Divisé en quatre parties différentes, le tout avoisine les quarante-cinq minutes. Pour cette ambitieuse création, le groupe est accompagné par un véritable trio classique de virtuose (un violoniste, un violoncelleliste et un pianiste qui composent The Zorn Trio) permettant ainsi une symbiose fusionnelle inédite entre rock et classique. Ici les frontières n’existent plus, balayées par la beauté de la composition! Seul la partie "Wild As A Toad" ne respecte pas totalement ce schéma, puisqu’elle propose pas moins de dix minutes de champ libre au Zorn Trio (et donc totalement acoustique)! Mais attention, ces dix minutes sont d’une beauté a couper le souffle et s’insèrent parfaitement dans le reste (d’ailleurs "Wild As A Toad" est sans aucun doute le point d’orgue du disque, notamment dans ses parties électriques qui sont par là-même les plus furieuses du disque).
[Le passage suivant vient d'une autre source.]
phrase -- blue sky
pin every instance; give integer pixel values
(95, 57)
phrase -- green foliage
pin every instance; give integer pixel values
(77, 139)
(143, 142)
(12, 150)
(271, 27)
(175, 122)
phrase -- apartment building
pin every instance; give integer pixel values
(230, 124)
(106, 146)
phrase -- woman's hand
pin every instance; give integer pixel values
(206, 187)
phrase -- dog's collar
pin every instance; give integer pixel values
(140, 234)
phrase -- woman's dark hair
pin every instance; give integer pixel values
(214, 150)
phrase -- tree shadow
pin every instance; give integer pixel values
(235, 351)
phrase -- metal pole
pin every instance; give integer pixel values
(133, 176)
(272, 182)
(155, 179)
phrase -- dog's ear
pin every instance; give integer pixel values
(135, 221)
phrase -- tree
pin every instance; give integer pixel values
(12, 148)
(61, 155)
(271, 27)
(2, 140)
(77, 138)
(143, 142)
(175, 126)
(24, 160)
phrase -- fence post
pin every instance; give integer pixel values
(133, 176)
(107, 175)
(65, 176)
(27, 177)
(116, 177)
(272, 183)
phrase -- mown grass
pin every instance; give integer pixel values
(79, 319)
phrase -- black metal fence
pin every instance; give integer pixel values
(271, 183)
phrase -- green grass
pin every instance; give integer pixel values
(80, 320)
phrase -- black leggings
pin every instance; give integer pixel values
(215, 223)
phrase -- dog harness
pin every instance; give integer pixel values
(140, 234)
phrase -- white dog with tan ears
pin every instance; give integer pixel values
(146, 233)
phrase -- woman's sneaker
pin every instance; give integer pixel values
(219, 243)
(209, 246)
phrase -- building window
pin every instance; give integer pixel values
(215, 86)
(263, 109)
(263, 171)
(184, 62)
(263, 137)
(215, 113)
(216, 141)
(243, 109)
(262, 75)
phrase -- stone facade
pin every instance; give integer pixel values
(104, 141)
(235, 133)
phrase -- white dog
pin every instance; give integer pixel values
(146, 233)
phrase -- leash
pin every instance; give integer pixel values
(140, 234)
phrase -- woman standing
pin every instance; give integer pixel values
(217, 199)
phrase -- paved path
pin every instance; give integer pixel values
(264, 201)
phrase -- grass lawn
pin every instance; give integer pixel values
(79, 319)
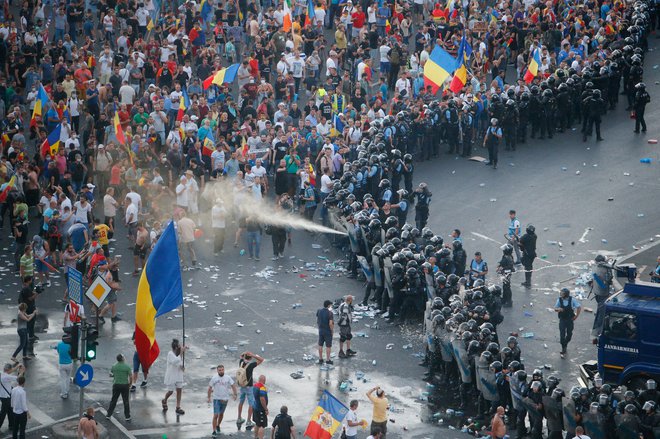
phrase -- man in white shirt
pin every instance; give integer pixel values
(131, 218)
(19, 407)
(182, 193)
(219, 388)
(217, 161)
(126, 94)
(351, 421)
(7, 382)
(579, 433)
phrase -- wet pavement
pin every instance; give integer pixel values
(234, 304)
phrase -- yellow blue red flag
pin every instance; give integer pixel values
(438, 68)
(327, 417)
(159, 292)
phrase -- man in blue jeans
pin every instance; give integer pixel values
(326, 324)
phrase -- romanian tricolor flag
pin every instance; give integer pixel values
(287, 20)
(159, 292)
(208, 146)
(119, 132)
(311, 13)
(438, 68)
(40, 105)
(5, 188)
(533, 68)
(182, 109)
(327, 417)
(52, 143)
(226, 75)
(204, 9)
(460, 75)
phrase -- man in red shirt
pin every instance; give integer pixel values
(358, 18)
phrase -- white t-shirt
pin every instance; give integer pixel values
(134, 197)
(182, 195)
(221, 386)
(259, 171)
(8, 381)
(81, 212)
(218, 215)
(325, 184)
(351, 416)
(173, 372)
(131, 210)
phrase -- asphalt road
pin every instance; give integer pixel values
(566, 207)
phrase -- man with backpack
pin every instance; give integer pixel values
(246, 364)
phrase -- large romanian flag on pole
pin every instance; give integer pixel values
(52, 143)
(159, 292)
(438, 68)
(327, 417)
(226, 75)
(533, 68)
(40, 105)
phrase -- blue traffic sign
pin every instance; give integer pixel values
(75, 285)
(84, 375)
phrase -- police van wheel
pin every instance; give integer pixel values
(637, 384)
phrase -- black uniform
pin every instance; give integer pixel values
(527, 244)
(641, 99)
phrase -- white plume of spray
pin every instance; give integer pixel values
(239, 201)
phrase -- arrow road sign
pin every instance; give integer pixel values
(84, 375)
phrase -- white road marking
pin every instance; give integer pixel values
(583, 238)
(487, 238)
(38, 415)
(117, 424)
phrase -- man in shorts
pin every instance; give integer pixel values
(260, 415)
(345, 333)
(137, 365)
(140, 249)
(246, 365)
(326, 324)
(219, 388)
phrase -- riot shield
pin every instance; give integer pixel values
(594, 425)
(568, 413)
(378, 274)
(552, 409)
(462, 360)
(387, 276)
(366, 268)
(489, 385)
(429, 285)
(446, 349)
(352, 235)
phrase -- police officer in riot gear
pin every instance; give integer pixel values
(492, 141)
(423, 199)
(467, 124)
(451, 121)
(505, 268)
(568, 310)
(601, 284)
(527, 245)
(642, 98)
(595, 107)
(510, 124)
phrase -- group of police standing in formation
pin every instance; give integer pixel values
(411, 272)
(550, 104)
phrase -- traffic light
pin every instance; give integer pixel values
(91, 344)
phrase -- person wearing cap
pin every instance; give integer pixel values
(111, 298)
(492, 141)
(568, 309)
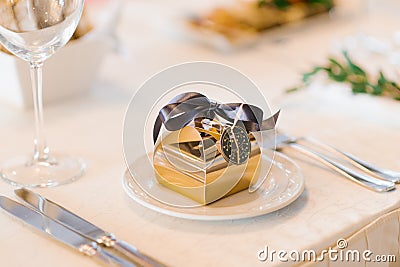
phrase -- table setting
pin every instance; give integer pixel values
(219, 133)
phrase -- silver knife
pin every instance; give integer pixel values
(85, 228)
(61, 233)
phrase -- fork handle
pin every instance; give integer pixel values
(135, 255)
(362, 179)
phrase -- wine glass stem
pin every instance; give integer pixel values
(41, 151)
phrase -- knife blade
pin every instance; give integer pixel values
(61, 233)
(85, 228)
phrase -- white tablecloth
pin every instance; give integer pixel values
(330, 208)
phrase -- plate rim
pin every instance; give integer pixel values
(205, 217)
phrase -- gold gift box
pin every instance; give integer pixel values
(189, 161)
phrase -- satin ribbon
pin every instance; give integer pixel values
(182, 109)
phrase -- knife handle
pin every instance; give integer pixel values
(95, 252)
(135, 255)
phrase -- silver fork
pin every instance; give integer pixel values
(368, 181)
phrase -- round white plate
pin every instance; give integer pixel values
(283, 185)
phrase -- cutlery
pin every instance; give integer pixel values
(61, 233)
(83, 227)
(370, 182)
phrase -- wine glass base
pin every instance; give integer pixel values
(59, 170)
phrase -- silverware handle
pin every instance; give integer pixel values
(135, 255)
(385, 174)
(362, 179)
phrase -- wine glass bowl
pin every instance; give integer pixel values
(34, 30)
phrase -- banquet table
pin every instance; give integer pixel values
(330, 208)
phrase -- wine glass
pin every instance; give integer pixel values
(34, 30)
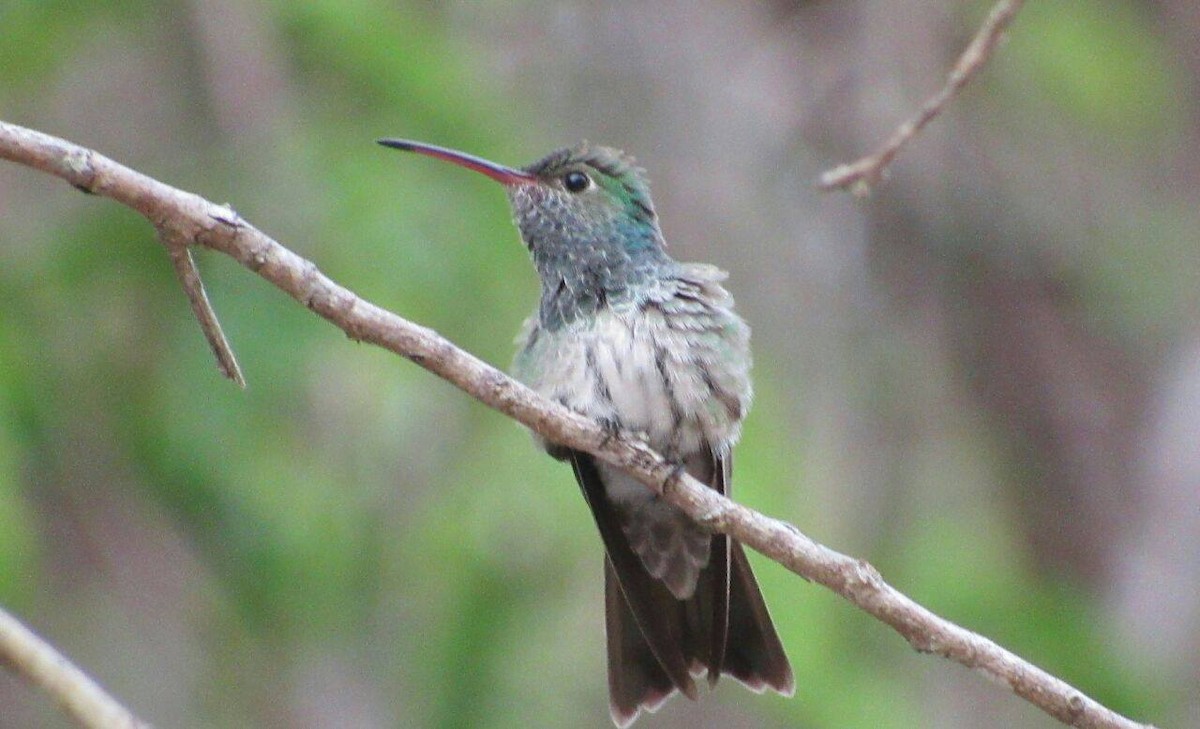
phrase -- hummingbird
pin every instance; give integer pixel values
(649, 347)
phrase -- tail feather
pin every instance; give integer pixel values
(658, 643)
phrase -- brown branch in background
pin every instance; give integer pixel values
(863, 174)
(78, 694)
(204, 223)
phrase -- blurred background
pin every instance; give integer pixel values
(984, 378)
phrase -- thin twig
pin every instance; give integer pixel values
(863, 174)
(190, 279)
(73, 690)
(217, 228)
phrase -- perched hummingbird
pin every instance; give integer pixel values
(651, 347)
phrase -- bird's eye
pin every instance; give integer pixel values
(576, 181)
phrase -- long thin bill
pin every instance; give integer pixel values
(502, 174)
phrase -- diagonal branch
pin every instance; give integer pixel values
(220, 228)
(863, 174)
(78, 694)
(190, 279)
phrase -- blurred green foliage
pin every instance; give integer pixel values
(351, 538)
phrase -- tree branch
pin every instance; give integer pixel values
(220, 228)
(78, 694)
(863, 174)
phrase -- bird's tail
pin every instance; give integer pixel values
(750, 651)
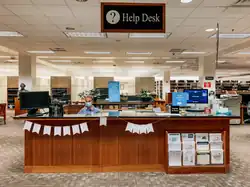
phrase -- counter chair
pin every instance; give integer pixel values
(3, 112)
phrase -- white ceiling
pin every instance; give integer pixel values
(42, 22)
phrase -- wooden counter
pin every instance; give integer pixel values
(111, 149)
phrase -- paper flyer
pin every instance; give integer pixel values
(217, 157)
(215, 137)
(174, 137)
(187, 137)
(202, 137)
(189, 158)
(203, 158)
(174, 158)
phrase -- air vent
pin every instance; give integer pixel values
(58, 49)
(176, 50)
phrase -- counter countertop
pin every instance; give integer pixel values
(124, 114)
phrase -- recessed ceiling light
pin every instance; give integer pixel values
(192, 53)
(97, 52)
(210, 30)
(134, 62)
(60, 61)
(85, 35)
(41, 52)
(175, 61)
(232, 36)
(186, 1)
(10, 34)
(149, 35)
(139, 53)
(103, 61)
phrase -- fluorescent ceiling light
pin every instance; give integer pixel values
(103, 61)
(10, 34)
(186, 1)
(175, 61)
(60, 61)
(192, 52)
(134, 62)
(243, 53)
(41, 52)
(85, 35)
(97, 53)
(210, 30)
(139, 53)
(149, 35)
(232, 36)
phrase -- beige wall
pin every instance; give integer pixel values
(102, 82)
(147, 83)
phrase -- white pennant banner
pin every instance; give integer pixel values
(75, 129)
(84, 127)
(139, 129)
(36, 128)
(27, 125)
(57, 131)
(47, 130)
(66, 130)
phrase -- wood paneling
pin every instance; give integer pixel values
(60, 82)
(146, 83)
(12, 82)
(110, 148)
(102, 82)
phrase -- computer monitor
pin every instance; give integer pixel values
(179, 99)
(197, 96)
(34, 100)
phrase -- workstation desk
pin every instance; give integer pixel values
(111, 148)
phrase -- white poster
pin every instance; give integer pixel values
(215, 137)
(203, 158)
(174, 146)
(216, 145)
(202, 147)
(217, 157)
(187, 137)
(202, 137)
(188, 145)
(174, 158)
(174, 137)
(189, 158)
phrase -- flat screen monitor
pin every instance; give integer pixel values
(34, 100)
(197, 96)
(179, 99)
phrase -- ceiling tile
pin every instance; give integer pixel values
(48, 2)
(11, 20)
(5, 12)
(179, 12)
(15, 2)
(36, 19)
(206, 12)
(24, 10)
(55, 10)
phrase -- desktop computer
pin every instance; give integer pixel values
(197, 96)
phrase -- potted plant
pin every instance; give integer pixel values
(145, 95)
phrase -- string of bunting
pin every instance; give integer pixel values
(83, 127)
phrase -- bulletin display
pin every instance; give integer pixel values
(195, 152)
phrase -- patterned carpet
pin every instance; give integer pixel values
(11, 168)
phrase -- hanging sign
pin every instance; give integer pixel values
(133, 17)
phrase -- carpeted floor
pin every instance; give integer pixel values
(11, 167)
La dernière partie, "Magnificient Giant Battles" vient clôturer ce chef d’œuvre sur les chapeaux de roue avec une orchestration symphonique écrasante reprenant le thème général pour une explosion musicale acoustique et électrique intense (ouf !!). A noter que les trois premières parties de cette composition seront réarrangées par la suite dans le live Mind Vol. 2 sous une forme différente mais tout aussi incroyable nommée "Exit Permit".
Des critiques? Bien sûr! Le disque n’est pas parfait et son principal défaut est son manque de cohésion. Car il est vrai que les expérimentations d’Isildurs Bane partent un peu dans tous les sens, rendant l’écoute parfois laborieuse. Défaut en grande partie résolu par la suite dans Mind Vol. 1 où le groupe trouvera l’équilibre parfait entre toutes ses composantes. Mais est-ce une raison suffisante pour mettre de coté The Voyage dans la discographie du groupe comme je l’ai trop souvent vu? Non!! Ce disque est une merveille qui mérite vraiment que l’on s’y abandonne complètement, délivrant ainsi tous ces secrets.
Au final, The Voyage est une œuvre à part dans l’histoire d’Isildurs Bane. Une sublime création qui mériterait sans doute d’être redécouverte. Peu accessible, grandiloquente et même écrasante, c’est une pièce musicale qui peut provoquer un grand rejet comme une admiration sans limite et sans borne (mon cas, vous l’aurez compris). La suite du groupe sera tout aussi passionnante et pleine de surprises (Mind Vol. 4, disque de pop ultime), prouvant par la même l’importance majeure de ce groupe qui reste, malgré tout, une ombre dans le paysage progressif actuel.